Autofahrer zahlen weitaus mehr Steuern und Abgaben für Straßen, als der Staat für deren Bau und Unterhalt ausgibt. Beim gesamten Straßennetz tragen die Nutzer mehr als das Doppelte der Kosten, bei Autobahnen ist es sogar mehr als das Vierfache.

Berlin - Autofahrer zahlen weitaus mehr Steuern und Abgaben für Straßen, als der Staat für deren Bau und Unterhalt ausgibt. Beim gesamten Straßennetz tragen die Nutzer mehr als das Doppelte der Kosten, bei Autobahnen ist es sogar mehr als das Vierfache. Zu diesem Ergebnis kommt eine Studie des Deutschen Instituts für Wirtschaftsforschung (DIW), das der Automobilclub ADAC, der Industrieverband BDI und der Logistikverband BGL in Auftrag gegeben hatten. „Diskussionen über neue oder höhere Abgaben des Pkw-Verkehrs verbieten sich“, schlussfolgerte ADAC-Vizepräsident Ulrich Klaus Becker bei der Vorstellung der Expertise am Donnerstag in Berlin.

Für das gesamte Straßennetz hat der Bund 2007 demnach 31,7 Milliarden Euro ausgegeben. Dem standen Einnahmen aus Mineralöl- und Kfz-Steuer sowie aus der Lkw-Maut von 47,2 Milliarden Euro gegenüber. Daraus errechnet das DIW, dass deutsche Pkw-Fahrer ihre Wegekosten auf Autobahnen zu 421 Prozent decken, schwere Lkw aus Deutschland zu 210 Prozent. Ausländer kommen auf geringere Werte, weil nur ein Teil ihrer Abgaben an den deutschen Fiskus fließt.

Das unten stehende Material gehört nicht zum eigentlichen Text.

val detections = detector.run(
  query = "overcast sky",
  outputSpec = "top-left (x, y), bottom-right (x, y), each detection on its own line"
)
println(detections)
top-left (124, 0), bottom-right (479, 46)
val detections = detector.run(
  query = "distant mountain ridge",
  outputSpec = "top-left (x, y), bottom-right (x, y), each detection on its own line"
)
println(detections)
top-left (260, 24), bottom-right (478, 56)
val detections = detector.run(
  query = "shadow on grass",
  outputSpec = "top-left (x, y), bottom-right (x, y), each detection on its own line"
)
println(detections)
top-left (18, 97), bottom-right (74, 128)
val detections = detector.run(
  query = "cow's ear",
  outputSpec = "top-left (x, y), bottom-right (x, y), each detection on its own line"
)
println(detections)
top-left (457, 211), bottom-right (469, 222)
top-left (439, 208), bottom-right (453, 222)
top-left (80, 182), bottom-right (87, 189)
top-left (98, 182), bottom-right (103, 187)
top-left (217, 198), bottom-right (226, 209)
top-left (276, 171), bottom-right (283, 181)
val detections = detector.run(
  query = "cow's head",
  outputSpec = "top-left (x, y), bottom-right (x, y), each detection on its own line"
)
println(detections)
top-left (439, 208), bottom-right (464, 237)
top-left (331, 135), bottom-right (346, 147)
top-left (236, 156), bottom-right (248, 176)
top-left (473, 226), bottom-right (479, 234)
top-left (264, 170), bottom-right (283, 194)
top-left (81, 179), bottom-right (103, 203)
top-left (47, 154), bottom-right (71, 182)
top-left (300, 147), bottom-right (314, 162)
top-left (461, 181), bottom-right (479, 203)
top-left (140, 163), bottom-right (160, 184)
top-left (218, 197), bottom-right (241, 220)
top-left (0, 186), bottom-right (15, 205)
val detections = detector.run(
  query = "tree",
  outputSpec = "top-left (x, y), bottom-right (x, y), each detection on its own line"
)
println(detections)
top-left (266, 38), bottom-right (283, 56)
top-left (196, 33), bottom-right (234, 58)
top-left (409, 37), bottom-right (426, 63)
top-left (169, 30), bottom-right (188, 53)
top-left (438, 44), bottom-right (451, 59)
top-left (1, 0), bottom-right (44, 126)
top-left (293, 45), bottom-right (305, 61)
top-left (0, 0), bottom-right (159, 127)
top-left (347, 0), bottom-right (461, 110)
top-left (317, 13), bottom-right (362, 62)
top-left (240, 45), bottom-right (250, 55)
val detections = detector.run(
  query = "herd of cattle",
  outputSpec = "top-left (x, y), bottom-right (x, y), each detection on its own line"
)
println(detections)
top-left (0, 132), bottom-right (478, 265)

Die Verbände wollen mit der Studie die Diskussion um eine Pkw-Maut beenden. Kanzlerin Angela Merkel (CDU) lehnt eine solche Abgabe zwar ab. FDP und CSU befürworten sie aber, und Regierungsbeamte prüfen angesichts der Haushaltsdefizite mehrere Maut-Modelle.

„Die These, dass zu wenig Geld für den Straßenbau in die Kassen fließt, hat sich als Mär entpuppt“, befand ADAC-Mann Becker. Auch die Forderung, Ausländer per Maut an den Autobahnkosten zu beteiligen, wies er zurück – laut DIW zahlen sie über die Mineralölsteuer das Doppelte der von ihnen verursachten Ausgaben.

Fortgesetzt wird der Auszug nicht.